Jet-RL: Enabling On-Policy FP8 Reinforcement Learning with Unified Training and Rollout Precision Flow

Reinforcement learning (RL) is essential for enhancing the complex reasoning capabilities of large language models (LLMs). However, existing RL training pipelines are computationally inefficient and resource-intensive, with the rollout phase accounting for over 70% of total training time. Quantized RL training, particularly using FP8 precision, offers a promising approach to mitigating this bottleneck. A commonly adopted strategy applies FP8 precision during rollout while retaining BF16 precision for training. In this work, we present the first comprehensive study of FP8 RL training and demonstrate that the widely used BF16-training + FP8-rollout strategy suffers from severe training instability and catastrophic accuracy collapse under long-horizon rollouts and challenging tasks. Our analysis shows that these failures stem from the off-policy nature of the approach, which introduces substantial numerical mismatch between training and inference. Motivated by these observations, we propose Jet-RL, an FP8 RL training framework that enables robust and stable RL optimization. The key idea is to adopt a unified FP8 precision flow for both training and rollout, thereby minimizing numerical discrepancies and eliminating the need for inefficient inter-step calibration. Extensive experiments validate the effectiveness of Jet-RL: our method achieves up to 33% speedup in the rollout phase, up to 41% speedup in the training phase, and a 16% end-to-end speedup over BF16 training, while maintaining stable convergence across all settings and incurring negligible accuracy degradation.

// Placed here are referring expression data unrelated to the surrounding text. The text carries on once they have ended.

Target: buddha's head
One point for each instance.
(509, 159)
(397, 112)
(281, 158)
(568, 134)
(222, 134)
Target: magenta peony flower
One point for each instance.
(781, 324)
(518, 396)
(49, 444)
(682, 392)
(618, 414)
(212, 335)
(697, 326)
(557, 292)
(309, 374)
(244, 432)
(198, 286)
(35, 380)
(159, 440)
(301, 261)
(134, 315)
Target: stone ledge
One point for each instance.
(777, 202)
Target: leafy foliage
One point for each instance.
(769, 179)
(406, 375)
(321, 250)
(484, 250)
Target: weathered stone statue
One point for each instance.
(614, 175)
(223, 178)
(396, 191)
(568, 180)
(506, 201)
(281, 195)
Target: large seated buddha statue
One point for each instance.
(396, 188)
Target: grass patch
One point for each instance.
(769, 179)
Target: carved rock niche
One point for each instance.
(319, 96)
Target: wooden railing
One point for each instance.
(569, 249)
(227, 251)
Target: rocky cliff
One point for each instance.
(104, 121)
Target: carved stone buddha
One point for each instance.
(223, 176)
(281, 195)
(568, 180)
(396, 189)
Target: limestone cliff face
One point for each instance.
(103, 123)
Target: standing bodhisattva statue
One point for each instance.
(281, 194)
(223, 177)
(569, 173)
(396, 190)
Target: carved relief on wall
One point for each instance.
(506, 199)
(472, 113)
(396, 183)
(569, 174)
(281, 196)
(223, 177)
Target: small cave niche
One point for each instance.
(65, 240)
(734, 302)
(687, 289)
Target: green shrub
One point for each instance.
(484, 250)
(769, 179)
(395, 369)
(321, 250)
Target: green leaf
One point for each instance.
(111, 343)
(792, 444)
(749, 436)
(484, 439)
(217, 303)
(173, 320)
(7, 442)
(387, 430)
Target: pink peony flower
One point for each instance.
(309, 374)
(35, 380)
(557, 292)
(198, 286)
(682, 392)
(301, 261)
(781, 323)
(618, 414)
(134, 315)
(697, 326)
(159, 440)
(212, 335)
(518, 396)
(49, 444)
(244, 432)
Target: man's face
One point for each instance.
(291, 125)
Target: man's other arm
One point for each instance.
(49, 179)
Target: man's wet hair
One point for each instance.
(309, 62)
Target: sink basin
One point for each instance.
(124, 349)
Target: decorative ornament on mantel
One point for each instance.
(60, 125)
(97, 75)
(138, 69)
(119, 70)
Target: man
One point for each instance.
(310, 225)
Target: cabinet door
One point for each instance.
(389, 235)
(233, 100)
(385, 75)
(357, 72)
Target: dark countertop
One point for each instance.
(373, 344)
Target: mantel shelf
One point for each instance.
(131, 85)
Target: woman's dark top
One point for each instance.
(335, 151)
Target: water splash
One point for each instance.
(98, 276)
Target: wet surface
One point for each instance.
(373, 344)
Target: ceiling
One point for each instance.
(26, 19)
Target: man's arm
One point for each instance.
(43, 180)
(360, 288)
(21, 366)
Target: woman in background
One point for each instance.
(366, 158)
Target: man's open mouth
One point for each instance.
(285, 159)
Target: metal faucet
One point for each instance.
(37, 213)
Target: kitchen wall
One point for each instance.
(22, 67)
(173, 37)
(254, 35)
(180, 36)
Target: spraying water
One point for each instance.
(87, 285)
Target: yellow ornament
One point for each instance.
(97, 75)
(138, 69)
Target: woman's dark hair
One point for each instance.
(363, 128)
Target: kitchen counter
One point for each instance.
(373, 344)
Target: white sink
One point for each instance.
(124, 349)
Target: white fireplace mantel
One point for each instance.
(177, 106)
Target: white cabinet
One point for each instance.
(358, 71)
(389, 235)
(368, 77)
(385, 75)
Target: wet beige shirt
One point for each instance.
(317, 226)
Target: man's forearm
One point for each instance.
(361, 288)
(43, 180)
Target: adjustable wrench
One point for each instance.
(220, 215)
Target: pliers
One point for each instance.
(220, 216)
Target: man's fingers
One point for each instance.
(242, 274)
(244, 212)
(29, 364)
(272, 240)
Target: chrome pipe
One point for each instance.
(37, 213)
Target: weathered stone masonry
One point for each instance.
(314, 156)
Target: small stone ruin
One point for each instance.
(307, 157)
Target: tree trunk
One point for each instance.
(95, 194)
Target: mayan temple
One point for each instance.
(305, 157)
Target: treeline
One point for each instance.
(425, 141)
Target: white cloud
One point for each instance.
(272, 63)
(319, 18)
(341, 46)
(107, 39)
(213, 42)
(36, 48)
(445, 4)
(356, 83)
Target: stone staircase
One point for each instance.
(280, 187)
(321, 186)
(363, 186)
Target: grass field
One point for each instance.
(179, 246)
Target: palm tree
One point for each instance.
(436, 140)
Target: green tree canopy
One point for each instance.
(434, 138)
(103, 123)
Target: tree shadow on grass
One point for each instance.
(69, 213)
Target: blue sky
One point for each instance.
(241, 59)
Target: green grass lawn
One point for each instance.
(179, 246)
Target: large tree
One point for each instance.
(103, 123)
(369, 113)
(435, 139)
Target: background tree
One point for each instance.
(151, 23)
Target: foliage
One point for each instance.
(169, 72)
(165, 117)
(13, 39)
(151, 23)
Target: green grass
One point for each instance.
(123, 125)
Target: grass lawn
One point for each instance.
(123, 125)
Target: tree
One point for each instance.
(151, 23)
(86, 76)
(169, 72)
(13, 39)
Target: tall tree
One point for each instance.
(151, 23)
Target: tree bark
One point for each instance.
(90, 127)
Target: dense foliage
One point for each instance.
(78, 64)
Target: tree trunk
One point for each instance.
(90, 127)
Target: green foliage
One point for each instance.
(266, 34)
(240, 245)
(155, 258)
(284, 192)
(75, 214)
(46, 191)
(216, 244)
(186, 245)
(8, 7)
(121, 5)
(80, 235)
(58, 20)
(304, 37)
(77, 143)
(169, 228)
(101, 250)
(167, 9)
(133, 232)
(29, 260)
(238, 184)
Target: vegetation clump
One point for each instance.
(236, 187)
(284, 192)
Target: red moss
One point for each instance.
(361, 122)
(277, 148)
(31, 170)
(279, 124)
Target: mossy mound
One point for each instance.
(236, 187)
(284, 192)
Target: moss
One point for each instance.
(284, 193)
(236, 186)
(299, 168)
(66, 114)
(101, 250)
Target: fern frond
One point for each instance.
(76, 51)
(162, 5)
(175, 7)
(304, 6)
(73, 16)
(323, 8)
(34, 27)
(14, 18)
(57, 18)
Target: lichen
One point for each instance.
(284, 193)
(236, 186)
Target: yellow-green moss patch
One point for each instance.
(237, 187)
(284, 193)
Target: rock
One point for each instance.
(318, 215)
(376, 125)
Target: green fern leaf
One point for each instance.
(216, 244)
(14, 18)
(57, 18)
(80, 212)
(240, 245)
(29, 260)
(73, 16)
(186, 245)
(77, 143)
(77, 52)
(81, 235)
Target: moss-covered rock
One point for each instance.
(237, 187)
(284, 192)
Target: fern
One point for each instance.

翻译：强化学习（RL）对于提升大语言模型（LLM）的复杂推理能力至关重要。然而，现有的RL训练流程计算效率低下且资源密集，其中模拟阶段占用了总训练时间的70%以上。量化RL训练，特别是使用FP8精度，为解决这一瓶颈提供了一种有前景的途径。一种普遍采用的策略是在模拟阶段应用FP8精度，同时在训练阶段保留BF16精度。在本工作中，我们首次对FP8 RL训练进行了全面研究，并证明了广泛使用的“BF16训练 + FP8模拟”策略在长时程模拟和具有挑战性的任务下，会遭受严重的训练不稳定性和灾难性的精度崩溃。我们的分析表明，这些失败源于该方法的离策略本质，其在训练与推理之间引入了显著的数值不匹配。基于这些观察，我们提出了Jet-RL，一个FP8 RL训练框架，能够实现稳健且稳定的RL优化。其核心思想是采用统一的FP8精度流进行训练和模拟，从而最小化数值差异，并消除了低效的步骤间校准需求。大量实验验证了Jet-RL的有效性：我们的方法在模拟阶段实现了高达33%的加速，在训练阶段实现了高达41%的加速，并且相比BF16训练实现了16%的端到端加速，同时在所有设置下保持稳定的收敛，并带来可忽略的精度损失。